We predict a predominance diagram for electron defects in the temperature-hydrostatic stress space for $\mathrm{SrTi}{\mathrm{O}}_3$ by combining density functional theory and the quasiharmonic approximation. We discovered two regimes where small polarons dominate: under tensile stress at lower temperature due to a larger relaxation volume of the defect $\mathrm{\Omega }$, and under compressive stress at higher temperature due to a smaller $\mathrm{\Omega }$ and larger formation entropy. This provides a means to modulate the electronic conductivity via controlling the underlying charge carrier. Furthermore, the results challenge the common association between larger $\mathrm{\Omega }$ and charge localization by demonstrating that at high temperature the free electron can induce larger $\mathrm{\Omega }$ compared to the small polaron. This finding is attributed to the ability of the free electron to generate greater vibrational entropy upon finite isothermal expansion.

Figure 1

Visualization of a spin density isosurface, shown in yellow, of (a) a free electron taken at $0.0018e/{\AA }^3$ and (b) a small polaron taken at $0.0030e/{\AA }^3$. For illustration purposes only, the free-electron spin density was generated using a low accuracy single $k$ point. Accurate calculations used for the rest of the work do not yield a net spin for the free electron inside the PAW sphere. Blue (large), gray (medium), and magenta (small) balls represent Sr, Ti, and O, respectively. Visualization rendered with the software vesta [40].

Figure 2

(a) Predominance map of electronic defects as a function of temperature and pressure in cubic $\mathrm{SrTi}{\mathrm{O}}_3$ calculated quasiharmonically based on self-trapping Gibbs free energy. (b) $G_{\mathrm{self}\text{−}\mathrm{trap}}$ in meV as a function of $T$ and $P$ corresponding to the map in (a). Predominance maps based on other thermodynamic potentials are shown in (c) internal energy, (d) Helmholtz free energy, and (e) enthalpy.

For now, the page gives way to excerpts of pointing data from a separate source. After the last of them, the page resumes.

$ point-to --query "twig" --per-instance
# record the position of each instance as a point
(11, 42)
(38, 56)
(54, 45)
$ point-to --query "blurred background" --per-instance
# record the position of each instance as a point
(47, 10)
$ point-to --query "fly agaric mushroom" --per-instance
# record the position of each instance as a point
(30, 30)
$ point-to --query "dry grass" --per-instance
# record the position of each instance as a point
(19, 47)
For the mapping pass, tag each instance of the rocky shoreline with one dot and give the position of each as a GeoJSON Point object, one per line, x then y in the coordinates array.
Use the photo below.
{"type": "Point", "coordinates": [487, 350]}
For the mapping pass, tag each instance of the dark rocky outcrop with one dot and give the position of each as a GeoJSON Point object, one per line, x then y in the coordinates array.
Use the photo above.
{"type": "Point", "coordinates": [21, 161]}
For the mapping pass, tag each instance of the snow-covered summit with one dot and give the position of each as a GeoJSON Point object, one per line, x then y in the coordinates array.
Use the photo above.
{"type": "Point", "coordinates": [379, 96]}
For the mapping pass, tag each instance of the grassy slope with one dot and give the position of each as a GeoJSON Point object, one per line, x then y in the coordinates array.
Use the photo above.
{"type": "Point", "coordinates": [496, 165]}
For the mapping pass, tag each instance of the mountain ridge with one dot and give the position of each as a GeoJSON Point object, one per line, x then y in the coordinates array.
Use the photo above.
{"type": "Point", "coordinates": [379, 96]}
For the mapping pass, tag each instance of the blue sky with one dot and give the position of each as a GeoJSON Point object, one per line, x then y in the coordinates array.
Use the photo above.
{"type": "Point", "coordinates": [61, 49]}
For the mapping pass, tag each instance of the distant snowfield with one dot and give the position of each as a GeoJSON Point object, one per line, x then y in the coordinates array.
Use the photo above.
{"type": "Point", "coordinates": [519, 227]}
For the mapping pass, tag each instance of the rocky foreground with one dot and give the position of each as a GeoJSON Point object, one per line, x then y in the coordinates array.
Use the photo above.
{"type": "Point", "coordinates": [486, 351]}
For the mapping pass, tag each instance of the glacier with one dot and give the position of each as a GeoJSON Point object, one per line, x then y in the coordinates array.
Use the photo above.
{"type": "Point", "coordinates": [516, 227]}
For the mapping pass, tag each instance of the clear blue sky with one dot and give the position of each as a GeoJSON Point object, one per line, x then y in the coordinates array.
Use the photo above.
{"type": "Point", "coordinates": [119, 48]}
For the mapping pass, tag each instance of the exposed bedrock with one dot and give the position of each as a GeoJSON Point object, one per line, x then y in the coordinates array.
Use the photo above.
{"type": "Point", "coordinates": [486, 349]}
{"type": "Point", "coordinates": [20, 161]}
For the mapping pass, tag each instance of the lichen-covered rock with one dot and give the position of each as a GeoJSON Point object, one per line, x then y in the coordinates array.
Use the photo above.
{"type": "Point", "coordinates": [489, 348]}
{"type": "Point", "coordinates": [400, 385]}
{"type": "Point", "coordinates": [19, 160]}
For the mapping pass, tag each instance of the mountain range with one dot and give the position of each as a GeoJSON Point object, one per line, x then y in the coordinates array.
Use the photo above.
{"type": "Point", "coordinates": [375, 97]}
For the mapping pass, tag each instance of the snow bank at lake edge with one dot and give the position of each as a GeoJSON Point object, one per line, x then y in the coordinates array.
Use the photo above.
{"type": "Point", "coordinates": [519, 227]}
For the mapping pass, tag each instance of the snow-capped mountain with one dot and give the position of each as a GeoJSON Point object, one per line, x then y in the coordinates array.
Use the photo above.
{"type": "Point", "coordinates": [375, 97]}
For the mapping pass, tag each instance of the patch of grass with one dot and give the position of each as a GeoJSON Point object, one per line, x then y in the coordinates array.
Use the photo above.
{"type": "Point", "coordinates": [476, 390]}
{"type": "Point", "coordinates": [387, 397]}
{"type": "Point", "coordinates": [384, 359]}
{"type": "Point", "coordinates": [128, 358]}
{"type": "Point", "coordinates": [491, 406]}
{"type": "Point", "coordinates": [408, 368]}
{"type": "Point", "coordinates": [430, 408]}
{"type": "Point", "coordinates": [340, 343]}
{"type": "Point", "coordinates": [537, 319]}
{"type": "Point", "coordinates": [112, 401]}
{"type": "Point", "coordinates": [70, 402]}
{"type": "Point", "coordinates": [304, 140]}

In (a), (c), (d), and (e) green and red indicate small polaron and free-electron predominance zones, respectively. The black dashed line in all panels represents the experimental boundary between the cubic and tetragonal phases of $\mathrm{SrTi}{\mathrm{O}}_3$ from Ref. [41]. Cubic $\mathrm{SrTi}{\mathrm{O}}_3$ is stable above the boundary.

Figure 3

Pressure dependence of relaxation volume $\mathrm{\Omega }$ isotherms for (a) free electron and (b) small polaron. (c) The ratio of the relaxation volumes of both defects as a function of $T$ and $P$.

Figure 4

Phonon density of states in arbitrary units (a.u.) for $\mathrm{SrTi}{\mathrm{O}}_3$ containing free electron and small polaron at $T=800\mathrm{K}$ and (a) $P=3\mathrm{GPa}$ and (b) $P=0\mathrm{GPa}$. These plots were obtained by spline interpolation. The black line represents 800 K in energy units of Boltzmann constant $\left(800k_{\mathrm{B}}\right)$. Visualizations of the lengthened (red) and shortened (blue) Ti-O bonds around a small polaron are shown in (c) and (d), respectively. Sr ions were removed for clarity and the rest of the color code is the same as in Fig. 1.